The bus ride was endless, just like tomorrow seems like next year when you’re a kid. I drifted into a daydream of the past. We were in the lounge at JoNeille – me, Max, Fallon, Corey and Zane – and we’d made a den out of the dining chairs, with some king size bed sheets draped over the top. All around the inside were sofa cushions, and in the middle we’d got ourselves a midnight feast of peanut butter and banana sandwiches, crisps, Haribos and cans of cherry Tango. Suddenly, a head parted the flimsy wall, giving a terrible cry.
‘Wooooaoaaaaaaaaarrrrrggggghhh!’
‘Argh!

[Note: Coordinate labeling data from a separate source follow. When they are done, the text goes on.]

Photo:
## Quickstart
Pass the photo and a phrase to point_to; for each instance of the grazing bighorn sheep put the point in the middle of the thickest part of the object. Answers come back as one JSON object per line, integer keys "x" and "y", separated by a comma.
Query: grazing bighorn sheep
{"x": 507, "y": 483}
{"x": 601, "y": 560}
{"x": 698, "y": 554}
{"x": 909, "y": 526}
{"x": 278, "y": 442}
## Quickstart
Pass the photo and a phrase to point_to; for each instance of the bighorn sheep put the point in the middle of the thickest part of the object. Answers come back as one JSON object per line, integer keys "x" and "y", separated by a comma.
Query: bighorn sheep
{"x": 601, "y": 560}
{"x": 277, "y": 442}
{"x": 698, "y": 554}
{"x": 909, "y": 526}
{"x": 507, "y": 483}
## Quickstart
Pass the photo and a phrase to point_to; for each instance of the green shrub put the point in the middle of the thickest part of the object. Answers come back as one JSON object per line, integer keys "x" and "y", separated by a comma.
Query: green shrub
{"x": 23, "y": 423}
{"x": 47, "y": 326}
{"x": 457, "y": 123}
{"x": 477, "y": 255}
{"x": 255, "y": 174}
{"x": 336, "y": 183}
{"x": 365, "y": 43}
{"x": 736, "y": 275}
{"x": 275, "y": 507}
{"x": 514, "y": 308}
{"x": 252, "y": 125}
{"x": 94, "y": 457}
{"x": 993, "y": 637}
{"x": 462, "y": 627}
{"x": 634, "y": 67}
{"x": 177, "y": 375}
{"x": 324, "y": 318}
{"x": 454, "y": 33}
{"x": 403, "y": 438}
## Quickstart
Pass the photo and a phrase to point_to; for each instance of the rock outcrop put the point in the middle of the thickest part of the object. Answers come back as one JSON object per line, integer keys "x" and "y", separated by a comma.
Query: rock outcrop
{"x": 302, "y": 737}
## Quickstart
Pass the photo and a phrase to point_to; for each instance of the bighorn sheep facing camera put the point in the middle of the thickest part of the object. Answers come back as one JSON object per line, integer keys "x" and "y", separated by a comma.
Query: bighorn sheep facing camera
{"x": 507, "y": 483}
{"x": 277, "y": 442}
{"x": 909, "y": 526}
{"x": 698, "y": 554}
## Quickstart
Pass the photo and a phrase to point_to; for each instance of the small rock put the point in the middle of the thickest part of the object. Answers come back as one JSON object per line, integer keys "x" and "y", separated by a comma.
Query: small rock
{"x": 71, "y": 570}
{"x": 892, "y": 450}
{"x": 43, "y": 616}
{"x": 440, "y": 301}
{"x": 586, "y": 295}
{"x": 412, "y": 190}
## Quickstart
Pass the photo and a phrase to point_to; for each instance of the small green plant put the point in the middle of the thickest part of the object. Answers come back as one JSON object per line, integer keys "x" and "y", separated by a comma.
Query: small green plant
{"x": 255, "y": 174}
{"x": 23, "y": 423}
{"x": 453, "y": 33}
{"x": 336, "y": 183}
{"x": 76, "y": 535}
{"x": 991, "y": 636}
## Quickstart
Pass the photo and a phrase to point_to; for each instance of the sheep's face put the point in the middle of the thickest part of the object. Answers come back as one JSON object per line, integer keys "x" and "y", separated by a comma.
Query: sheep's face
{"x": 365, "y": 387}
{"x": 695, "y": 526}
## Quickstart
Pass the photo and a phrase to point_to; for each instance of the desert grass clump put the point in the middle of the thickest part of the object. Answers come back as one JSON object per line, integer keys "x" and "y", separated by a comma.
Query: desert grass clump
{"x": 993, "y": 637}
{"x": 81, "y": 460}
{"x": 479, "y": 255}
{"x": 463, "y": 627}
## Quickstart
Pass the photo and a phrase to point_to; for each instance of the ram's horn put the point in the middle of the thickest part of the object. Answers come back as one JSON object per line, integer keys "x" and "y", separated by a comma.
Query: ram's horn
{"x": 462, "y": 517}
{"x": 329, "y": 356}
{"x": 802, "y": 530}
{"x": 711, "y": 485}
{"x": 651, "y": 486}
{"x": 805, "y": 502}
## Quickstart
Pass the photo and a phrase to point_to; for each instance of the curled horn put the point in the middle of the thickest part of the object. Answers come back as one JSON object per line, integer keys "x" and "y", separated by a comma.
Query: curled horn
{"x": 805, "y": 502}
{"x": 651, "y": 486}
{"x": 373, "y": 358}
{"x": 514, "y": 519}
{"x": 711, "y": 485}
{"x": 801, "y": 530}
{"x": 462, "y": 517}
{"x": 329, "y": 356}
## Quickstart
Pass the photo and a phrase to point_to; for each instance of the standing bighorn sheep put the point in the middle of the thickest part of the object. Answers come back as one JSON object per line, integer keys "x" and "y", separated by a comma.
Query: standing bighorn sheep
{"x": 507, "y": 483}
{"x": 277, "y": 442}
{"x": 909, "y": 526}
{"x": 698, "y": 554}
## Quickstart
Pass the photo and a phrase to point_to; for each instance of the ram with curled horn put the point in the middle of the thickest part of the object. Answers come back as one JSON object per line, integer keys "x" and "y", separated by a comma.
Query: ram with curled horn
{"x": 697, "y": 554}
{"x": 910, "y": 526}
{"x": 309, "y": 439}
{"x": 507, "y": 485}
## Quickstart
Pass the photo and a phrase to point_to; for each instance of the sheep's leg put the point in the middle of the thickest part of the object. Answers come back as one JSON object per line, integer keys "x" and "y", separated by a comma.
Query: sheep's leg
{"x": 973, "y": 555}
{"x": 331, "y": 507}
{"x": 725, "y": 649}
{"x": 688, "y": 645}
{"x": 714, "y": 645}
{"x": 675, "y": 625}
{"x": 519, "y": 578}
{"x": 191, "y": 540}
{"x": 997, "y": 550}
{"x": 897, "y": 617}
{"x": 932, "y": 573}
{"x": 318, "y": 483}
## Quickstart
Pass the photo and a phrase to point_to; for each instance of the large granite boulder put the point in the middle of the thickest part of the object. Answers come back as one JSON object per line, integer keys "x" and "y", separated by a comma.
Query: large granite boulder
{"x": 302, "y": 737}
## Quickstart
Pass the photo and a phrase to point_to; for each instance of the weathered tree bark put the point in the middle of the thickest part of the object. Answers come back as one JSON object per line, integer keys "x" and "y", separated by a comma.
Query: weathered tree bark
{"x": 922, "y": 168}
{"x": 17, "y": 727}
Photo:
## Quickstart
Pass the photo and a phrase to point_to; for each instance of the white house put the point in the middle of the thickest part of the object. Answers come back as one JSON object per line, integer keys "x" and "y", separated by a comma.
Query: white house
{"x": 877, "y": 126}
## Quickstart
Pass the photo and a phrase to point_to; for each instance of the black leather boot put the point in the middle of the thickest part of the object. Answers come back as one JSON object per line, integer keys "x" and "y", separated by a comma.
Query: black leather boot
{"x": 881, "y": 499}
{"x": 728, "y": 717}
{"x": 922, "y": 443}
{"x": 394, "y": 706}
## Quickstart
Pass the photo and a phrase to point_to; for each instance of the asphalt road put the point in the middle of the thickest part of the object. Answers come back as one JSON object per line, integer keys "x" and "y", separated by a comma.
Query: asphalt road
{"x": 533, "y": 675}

Jessica, don’t scare us like that!’
‘Ha! What are you lot doing in here?’
‘Dad said we could make a den and sleep in here tonight.’
‘Have they gone out?’
‘Yeah. Some dinner dance thing. Where have you been?’
‘Just out, Beaky Boy.’
‘Can you tell us a story, Jess?’
‘Oh, not another story, Ella.’
‘Yeah, please, Jess. Tell us a really scary one.’
‘You can’t handle a scary one, Zane. We had to call your mum when I read you some Silence of the Lambs, remember?’
‘I won’t cry this time, I promise. Please.’
‘OK. Give me an idea, then, and I’ll tell you a scary story about it.’
‘Ummm…’
‘Cats!’
‘Cats? All right, then, Corey, cats it is. Hmm. Well, OK. There’s this Edgar Allan Poe story called ‘The Black Cat’. Have I told you that one before?’
‘No. Tell us now!’
‘OK, well, a long time ago, there once was this man who lived in this house with his wife and their cat—’
‘What was the cat called?’
‘I don’t know. Maybe Claude or something. Yeah, Claude. Anyway, Claude was black, black as night, and the couple who owned him loved him very much. Then, as time went on, the man started to drink way more than he should—’
‘Was he sad about something?’
‘Yeah, he’d probably lost his job or something or he hated being married, something like that. Anyway, he started taking out all his problems on the cat. When he was drunk he got moody, and the cat was always around, rubbing against his legs and meowing for food. And one day, this cat got on the man’s nerves so much that he took it out into his back garden…’
*
The bus dropped us off on the corner of Long Lane, and we walked the rest of the way until we came to the grubby sign for Whitehouse Farm, me with a gnawing throb of dread in my chest. Weirdly, it hadn’t changed at all in the years since we’d last been there. The mud-spattered jeep was still parked in a garage next door; the field opposite was still barricaded with three rusty shopping trolleys, linked end to end with rope. The sweet smells of hay and dung still hung in the air, and, despite my fear, I felt strangely happy to be back.
‘Go on then,’ said Max, nudging Corey forward. ‘Go and see if Mort’s there. Then we can go.’
Corey took one look back at the everlasting lane we had just walked down from the bus. I saw him take a deep breath. Then he led us inside, one by one.
‘Oh my GOD!’
FlapflapflapflapflutterflutterflutterScreeeeeech!